A partir de estudiar el material, la arcilla, sus durezas y sus debilidades, así como su relación con el territorio. Me interesan esos diálogos que nacen, desde la práctica cerámica, entre lo artificial y lo natural, que dan cuenta de las transformaciones que ha ido teniendo el territorio con los procesos de industrialización y el éxodo de personas del campo a la ciudad, así como los procesos de destrucción y de cambio que día tras día vive la naturaleza.
¿Cómo ha sido su relación con la técnica de la cerámica? Tengo entendido que también forma parte un colectivo. ¿En qué consiste?
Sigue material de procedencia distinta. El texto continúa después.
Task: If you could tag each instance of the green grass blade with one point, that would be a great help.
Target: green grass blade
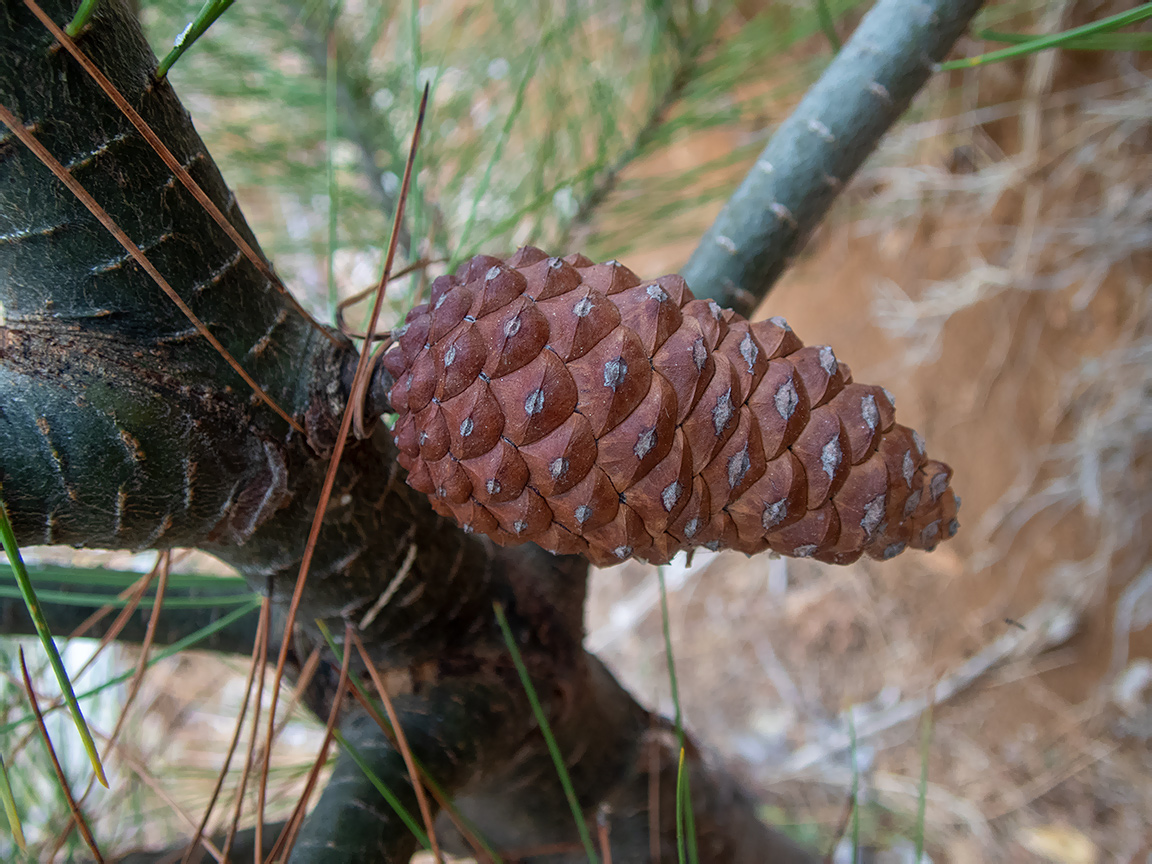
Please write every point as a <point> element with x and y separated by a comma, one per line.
<point>1054,40</point>
<point>42,628</point>
<point>81,17</point>
<point>9,808</point>
<point>1103,42</point>
<point>923,793</point>
<point>358,686</point>
<point>686,819</point>
<point>546,730</point>
<point>120,580</point>
<point>498,151</point>
<point>209,13</point>
<point>385,791</point>
<point>175,648</point>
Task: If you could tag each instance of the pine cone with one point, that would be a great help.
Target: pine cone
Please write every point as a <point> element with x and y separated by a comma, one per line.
<point>571,404</point>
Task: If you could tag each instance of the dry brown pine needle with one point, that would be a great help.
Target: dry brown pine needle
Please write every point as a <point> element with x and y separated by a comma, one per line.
<point>571,404</point>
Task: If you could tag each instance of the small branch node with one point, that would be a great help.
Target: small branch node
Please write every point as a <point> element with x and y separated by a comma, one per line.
<point>820,129</point>
<point>727,243</point>
<point>783,214</point>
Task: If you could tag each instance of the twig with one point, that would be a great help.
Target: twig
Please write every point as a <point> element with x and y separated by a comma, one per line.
<point>816,151</point>
<point>330,477</point>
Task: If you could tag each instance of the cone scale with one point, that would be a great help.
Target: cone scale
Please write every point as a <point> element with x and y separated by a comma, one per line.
<point>575,406</point>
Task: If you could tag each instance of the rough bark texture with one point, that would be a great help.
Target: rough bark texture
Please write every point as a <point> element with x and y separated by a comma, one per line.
<point>123,429</point>
<point>813,153</point>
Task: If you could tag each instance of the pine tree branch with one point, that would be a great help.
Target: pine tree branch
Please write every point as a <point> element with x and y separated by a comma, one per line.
<point>813,154</point>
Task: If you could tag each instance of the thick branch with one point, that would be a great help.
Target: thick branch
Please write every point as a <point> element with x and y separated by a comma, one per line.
<point>816,151</point>
<point>175,623</point>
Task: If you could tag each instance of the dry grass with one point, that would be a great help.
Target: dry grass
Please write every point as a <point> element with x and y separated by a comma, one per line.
<point>998,245</point>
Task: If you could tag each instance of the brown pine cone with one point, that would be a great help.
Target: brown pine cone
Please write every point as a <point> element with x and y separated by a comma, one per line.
<point>569,403</point>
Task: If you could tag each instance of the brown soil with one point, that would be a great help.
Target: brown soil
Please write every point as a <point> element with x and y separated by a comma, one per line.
<point>967,234</point>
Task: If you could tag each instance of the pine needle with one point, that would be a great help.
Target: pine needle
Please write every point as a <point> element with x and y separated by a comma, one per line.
<point>550,740</point>
<point>50,646</point>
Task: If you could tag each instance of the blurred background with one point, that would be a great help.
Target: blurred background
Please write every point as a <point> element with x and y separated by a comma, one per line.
<point>990,265</point>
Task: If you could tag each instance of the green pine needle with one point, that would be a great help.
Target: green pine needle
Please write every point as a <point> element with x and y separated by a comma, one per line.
<point>1054,40</point>
<point>50,646</point>
<point>385,791</point>
<point>354,680</point>
<point>686,818</point>
<point>558,758</point>
<point>856,786</point>
<point>828,24</point>
<point>81,17</point>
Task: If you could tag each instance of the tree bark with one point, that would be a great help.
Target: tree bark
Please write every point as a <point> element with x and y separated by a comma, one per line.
<point>122,427</point>
<point>817,150</point>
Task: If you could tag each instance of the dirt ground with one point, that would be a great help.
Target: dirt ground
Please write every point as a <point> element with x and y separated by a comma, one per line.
<point>991,267</point>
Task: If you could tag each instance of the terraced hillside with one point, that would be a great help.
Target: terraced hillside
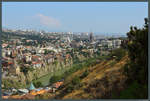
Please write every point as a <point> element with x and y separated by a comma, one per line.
<point>99,81</point>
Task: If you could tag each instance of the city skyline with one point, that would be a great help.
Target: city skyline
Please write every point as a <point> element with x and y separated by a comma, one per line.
<point>80,17</point>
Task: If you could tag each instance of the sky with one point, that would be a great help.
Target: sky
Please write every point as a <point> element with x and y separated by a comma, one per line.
<point>103,17</point>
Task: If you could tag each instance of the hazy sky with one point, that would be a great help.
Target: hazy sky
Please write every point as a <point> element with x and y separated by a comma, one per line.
<point>107,17</point>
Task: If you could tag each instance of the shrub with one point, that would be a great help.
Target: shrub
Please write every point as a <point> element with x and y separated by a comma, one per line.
<point>55,78</point>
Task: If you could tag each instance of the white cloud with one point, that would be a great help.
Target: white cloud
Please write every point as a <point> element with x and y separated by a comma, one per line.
<point>48,21</point>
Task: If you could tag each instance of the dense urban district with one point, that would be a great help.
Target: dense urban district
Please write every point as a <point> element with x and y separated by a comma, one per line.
<point>67,65</point>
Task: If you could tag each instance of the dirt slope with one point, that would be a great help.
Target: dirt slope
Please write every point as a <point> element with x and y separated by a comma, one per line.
<point>103,79</point>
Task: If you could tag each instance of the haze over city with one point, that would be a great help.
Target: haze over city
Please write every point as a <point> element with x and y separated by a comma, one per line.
<point>100,17</point>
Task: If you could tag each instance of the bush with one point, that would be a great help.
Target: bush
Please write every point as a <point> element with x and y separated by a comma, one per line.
<point>84,74</point>
<point>55,78</point>
<point>37,84</point>
<point>76,80</point>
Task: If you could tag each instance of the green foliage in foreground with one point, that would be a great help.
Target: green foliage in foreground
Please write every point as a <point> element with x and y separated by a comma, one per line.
<point>137,68</point>
<point>55,78</point>
<point>37,84</point>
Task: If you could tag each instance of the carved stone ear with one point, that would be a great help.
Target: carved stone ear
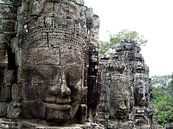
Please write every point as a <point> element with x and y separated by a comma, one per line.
<point>81,114</point>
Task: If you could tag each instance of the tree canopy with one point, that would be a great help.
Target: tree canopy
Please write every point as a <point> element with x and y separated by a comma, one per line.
<point>122,36</point>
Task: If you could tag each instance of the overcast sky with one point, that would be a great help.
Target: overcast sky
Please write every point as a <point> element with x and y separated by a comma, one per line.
<point>151,18</point>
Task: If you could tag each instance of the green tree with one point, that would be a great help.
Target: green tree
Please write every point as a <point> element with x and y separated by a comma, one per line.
<point>122,36</point>
<point>163,98</point>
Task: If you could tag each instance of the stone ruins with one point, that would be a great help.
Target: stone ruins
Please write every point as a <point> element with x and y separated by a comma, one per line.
<point>125,101</point>
<point>51,76</point>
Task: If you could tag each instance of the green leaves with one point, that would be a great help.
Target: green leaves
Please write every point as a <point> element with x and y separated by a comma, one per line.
<point>162,99</point>
<point>123,36</point>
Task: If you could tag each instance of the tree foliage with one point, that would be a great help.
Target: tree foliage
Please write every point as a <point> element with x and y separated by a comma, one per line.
<point>163,98</point>
<point>122,36</point>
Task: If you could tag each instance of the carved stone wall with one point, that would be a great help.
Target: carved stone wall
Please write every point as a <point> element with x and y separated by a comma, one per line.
<point>49,63</point>
<point>125,101</point>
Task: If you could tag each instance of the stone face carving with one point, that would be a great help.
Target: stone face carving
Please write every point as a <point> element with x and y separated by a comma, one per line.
<point>53,74</point>
<point>126,90</point>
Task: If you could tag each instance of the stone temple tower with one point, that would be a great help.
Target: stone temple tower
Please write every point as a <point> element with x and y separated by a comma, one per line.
<point>48,64</point>
<point>125,101</point>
He trabajado aprendiendo de mis vecinos, amigos y familiares, de todo ese conocimiento que hay en el municipio de Ráquira, pero también de lo que me ha brindado la academia. Mi propósito es dar, desde mis intereses particulares, nuevas miradas a la cerámica y, con ello, aportar a mi municipio. En el 2019 empezamos, junto con varios creadores del municipio de Ráquira, un colectivo llamado ¡Por los Tiestos! Encuentro de Creadores, que hasta ahora es una semilla, pero que espera crecer y poner en cuestión la frontera que ha cavado un abismo entre lo artístico y lo artesanal. La idea es seguir actuando en conjunto e invitar a más creadores a formar parte de esta red y sus latidos, pues creemos que cada uno de estos tiestos (cerámicas) porta consigo memorias, conocimientos y huellas tanto personales como territoriales.
¿Qué impacto considera que tiene el programa Imagen Regional en su carrera?
Creo que es una oportunidad para mostrar nuestro trabajo en diferentes escenarios y llegar a más personas, pero también la coyuntura perfecta para tejer redes entre artistas, curadores, galeristas y gestores culturales, con intereses similares, para, a la larga, poder trabajar juntos por nuestras comunidades.